Step 3: Calculate $x$ using factorization method

Factorizing the equation $x^2+7x-60=0$, we get,

$x^2+7x-60=0$

$\Rightarrow$ $x^2+12x-5x-60=0$

$\Rightarrow$ $\left(x^2+12x\right)-\left(5x+60\right)=0$

$\Rightarrow$ $x\left(x+12\right)-5\left(x+12\right)=0$

$\Rightarrow$ $\left(x-5\right)\left(x+12\right)=0$

So, $x-5=0$ or $x+12=0$

$\Rightarrow$ $x=5$ or $x=-12$

Since distance cannot be negative.

Therefore, $x=-12$ cannot be the required value.

So, $x=5$

Step 4: Calculation of distance saved

When, a route via city $C$ was being used to go to city $B$ from city $A$,

Initial distance travelled $\left(d_i\right)=AC+CB$

$\Rightarrow$ $d_i=2x+2\left(x+7\right)\mathrm{km}$

$\Rightarrow$ $d_i=2x+2\left(x+7\right)\mathrm{km}$

$\Rightarrow$ $d_i=2x+2x+14\mathrm{km}$

$\Rightarrow$ $d_i=4x+14\mathrm{km}$

$\Rightarrow$ $d_i=4\times 5+14\mathrm{km}$ $\left[\because x=5\right]$

$\Rightarrow$ $d_i=20+14\mathrm{km}$

$\Rightarrow$ $d_i=34\mathrm{km}$

And, the distance traveled by highway $\left(d_h\right)=26\mathrm{km}$.

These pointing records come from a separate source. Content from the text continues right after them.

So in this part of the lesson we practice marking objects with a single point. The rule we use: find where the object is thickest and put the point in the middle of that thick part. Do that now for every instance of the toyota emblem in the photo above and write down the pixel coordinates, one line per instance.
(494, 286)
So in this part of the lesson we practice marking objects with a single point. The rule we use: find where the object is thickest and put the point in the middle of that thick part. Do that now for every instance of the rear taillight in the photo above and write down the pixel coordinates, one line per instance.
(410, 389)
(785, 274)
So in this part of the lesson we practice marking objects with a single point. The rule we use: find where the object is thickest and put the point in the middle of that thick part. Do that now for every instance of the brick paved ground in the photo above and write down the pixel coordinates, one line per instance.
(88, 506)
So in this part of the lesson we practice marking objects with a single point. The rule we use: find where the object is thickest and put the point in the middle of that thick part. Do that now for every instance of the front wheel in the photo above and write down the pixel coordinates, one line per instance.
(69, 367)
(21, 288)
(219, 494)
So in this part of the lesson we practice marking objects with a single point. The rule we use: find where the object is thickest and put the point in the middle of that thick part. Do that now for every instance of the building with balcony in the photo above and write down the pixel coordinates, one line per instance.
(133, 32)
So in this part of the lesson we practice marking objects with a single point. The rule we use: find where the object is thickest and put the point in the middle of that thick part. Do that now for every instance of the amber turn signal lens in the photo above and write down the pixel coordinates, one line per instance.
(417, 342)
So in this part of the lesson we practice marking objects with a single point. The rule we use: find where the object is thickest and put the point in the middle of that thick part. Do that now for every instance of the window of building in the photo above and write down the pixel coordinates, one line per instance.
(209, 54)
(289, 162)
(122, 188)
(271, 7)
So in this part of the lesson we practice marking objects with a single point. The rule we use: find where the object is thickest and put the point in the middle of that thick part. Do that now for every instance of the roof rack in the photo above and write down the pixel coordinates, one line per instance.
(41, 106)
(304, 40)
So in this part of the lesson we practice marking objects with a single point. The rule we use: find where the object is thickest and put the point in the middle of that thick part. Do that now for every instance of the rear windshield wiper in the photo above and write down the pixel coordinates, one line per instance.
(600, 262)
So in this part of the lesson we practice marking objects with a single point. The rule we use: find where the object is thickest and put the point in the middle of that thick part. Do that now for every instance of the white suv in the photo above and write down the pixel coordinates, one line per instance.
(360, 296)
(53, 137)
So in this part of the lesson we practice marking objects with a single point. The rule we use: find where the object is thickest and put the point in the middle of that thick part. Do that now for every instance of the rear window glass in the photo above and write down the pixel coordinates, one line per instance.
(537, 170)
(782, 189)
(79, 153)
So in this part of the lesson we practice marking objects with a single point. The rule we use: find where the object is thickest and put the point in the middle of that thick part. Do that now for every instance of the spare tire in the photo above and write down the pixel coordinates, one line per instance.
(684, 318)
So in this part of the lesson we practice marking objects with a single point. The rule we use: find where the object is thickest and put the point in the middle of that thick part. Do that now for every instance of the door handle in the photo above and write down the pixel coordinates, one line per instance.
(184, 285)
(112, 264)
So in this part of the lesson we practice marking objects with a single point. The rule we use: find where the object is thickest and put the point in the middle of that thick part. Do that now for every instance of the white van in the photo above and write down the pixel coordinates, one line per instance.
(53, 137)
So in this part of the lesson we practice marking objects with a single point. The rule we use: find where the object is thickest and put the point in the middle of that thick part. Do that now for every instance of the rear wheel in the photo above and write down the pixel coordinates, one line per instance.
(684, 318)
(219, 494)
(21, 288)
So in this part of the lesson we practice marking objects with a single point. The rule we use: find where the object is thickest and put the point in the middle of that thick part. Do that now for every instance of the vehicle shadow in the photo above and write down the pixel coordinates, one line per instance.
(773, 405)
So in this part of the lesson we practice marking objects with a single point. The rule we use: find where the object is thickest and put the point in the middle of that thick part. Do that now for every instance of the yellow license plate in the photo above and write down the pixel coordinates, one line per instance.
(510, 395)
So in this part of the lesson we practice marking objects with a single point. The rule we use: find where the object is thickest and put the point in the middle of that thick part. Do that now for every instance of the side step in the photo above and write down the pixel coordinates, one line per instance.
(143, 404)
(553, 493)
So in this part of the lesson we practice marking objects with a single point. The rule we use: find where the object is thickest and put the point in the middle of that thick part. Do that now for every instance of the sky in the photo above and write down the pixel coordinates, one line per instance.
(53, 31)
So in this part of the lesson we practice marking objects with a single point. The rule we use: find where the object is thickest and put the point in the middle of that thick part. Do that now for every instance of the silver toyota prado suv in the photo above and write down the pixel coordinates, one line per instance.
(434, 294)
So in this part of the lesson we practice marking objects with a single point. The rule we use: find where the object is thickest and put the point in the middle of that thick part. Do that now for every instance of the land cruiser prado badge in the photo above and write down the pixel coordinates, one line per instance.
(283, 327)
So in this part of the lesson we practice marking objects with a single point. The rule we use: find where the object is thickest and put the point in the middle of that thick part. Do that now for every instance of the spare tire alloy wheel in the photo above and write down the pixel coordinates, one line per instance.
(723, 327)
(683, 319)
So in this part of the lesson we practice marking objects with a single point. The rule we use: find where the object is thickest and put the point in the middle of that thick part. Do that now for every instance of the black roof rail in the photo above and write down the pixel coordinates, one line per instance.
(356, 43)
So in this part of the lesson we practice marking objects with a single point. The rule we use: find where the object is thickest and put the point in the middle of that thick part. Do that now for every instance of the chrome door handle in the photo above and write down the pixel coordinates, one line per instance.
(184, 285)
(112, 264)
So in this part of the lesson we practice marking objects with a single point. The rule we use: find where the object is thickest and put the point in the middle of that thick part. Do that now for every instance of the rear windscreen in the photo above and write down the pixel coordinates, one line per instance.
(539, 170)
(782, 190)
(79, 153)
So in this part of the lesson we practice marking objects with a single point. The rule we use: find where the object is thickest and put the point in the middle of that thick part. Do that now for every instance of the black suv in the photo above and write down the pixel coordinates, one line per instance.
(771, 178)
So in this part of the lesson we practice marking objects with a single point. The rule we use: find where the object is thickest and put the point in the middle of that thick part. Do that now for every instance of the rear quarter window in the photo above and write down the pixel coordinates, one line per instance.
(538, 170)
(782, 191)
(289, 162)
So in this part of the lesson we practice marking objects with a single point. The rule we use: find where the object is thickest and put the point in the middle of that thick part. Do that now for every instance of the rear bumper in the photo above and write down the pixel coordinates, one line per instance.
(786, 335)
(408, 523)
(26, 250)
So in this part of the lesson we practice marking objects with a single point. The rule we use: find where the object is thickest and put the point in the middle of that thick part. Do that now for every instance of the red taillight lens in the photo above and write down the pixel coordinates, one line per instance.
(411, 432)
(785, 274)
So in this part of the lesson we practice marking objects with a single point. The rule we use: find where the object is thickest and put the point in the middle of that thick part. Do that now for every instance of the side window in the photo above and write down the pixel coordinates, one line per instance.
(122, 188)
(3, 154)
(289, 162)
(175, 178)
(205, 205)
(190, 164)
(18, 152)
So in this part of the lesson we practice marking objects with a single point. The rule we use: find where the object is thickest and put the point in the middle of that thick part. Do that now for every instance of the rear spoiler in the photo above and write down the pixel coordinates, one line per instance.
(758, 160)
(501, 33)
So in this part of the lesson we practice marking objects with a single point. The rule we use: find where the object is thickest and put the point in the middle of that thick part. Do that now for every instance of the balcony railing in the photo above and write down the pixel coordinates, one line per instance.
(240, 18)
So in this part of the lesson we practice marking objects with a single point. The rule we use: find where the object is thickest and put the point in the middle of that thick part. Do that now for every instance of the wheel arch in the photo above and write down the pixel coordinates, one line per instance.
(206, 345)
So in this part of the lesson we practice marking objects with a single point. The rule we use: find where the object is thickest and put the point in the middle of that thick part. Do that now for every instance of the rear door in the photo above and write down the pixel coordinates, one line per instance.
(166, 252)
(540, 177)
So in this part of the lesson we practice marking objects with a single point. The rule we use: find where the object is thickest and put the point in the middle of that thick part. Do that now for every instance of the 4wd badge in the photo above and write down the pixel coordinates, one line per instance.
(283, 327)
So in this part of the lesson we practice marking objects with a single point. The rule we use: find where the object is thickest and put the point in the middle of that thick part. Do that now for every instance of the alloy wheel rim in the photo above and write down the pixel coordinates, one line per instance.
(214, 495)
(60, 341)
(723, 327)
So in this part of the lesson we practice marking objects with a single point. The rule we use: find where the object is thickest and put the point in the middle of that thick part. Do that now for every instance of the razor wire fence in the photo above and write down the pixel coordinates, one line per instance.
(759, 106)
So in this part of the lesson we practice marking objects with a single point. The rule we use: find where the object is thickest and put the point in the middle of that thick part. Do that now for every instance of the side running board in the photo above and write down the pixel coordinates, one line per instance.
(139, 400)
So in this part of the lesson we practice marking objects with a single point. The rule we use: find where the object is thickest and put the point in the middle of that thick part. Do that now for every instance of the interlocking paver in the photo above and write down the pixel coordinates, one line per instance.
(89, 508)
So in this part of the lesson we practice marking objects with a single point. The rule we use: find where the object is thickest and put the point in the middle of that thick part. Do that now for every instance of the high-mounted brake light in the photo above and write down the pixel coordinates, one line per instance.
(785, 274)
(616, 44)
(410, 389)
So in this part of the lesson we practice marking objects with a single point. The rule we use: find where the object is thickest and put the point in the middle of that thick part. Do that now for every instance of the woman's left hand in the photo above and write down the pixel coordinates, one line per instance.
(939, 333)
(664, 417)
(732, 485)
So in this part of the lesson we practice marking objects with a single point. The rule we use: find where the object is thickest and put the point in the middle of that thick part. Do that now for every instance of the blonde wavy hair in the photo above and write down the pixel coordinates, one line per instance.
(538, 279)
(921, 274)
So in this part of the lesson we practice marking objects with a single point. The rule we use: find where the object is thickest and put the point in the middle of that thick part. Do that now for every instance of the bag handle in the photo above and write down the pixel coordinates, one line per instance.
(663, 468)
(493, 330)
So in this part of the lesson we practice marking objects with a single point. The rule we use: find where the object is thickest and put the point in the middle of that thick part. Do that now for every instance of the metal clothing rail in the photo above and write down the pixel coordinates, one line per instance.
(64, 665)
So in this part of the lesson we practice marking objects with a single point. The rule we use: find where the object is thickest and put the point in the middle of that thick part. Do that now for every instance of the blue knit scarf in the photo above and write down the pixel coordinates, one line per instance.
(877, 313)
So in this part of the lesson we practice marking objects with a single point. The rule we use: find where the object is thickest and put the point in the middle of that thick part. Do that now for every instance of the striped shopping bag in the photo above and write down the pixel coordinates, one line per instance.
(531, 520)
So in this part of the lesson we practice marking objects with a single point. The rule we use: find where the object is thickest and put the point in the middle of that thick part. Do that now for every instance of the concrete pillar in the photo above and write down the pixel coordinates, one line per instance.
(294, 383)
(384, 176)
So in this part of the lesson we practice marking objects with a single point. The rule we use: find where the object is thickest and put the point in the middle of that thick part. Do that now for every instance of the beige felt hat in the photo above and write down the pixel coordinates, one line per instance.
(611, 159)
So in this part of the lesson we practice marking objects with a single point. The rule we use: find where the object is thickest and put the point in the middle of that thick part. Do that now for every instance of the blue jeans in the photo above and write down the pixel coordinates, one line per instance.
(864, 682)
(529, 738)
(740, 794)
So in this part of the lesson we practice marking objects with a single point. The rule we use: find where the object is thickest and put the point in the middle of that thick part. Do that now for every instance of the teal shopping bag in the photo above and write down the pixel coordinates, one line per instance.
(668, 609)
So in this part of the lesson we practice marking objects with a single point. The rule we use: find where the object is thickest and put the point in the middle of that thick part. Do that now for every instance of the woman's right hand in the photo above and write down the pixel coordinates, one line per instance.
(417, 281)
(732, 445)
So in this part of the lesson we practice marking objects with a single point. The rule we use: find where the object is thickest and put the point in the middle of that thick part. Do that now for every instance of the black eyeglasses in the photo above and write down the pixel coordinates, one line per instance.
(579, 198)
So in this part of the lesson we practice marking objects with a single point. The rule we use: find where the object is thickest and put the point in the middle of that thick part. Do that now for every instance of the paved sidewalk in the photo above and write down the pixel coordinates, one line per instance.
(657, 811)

Thus, the distance saved $=d_i-d_h$

$\Rightarrow$ the distance saved $=34-26\mathrm{km}$

$\Rightarrow$ the distance saved $=8\mathrm{km}$

Hence, a distance of $8\mathrm{kilometers}$ will be saved in reaching city $B$ from city $A$ after the construction of the highway.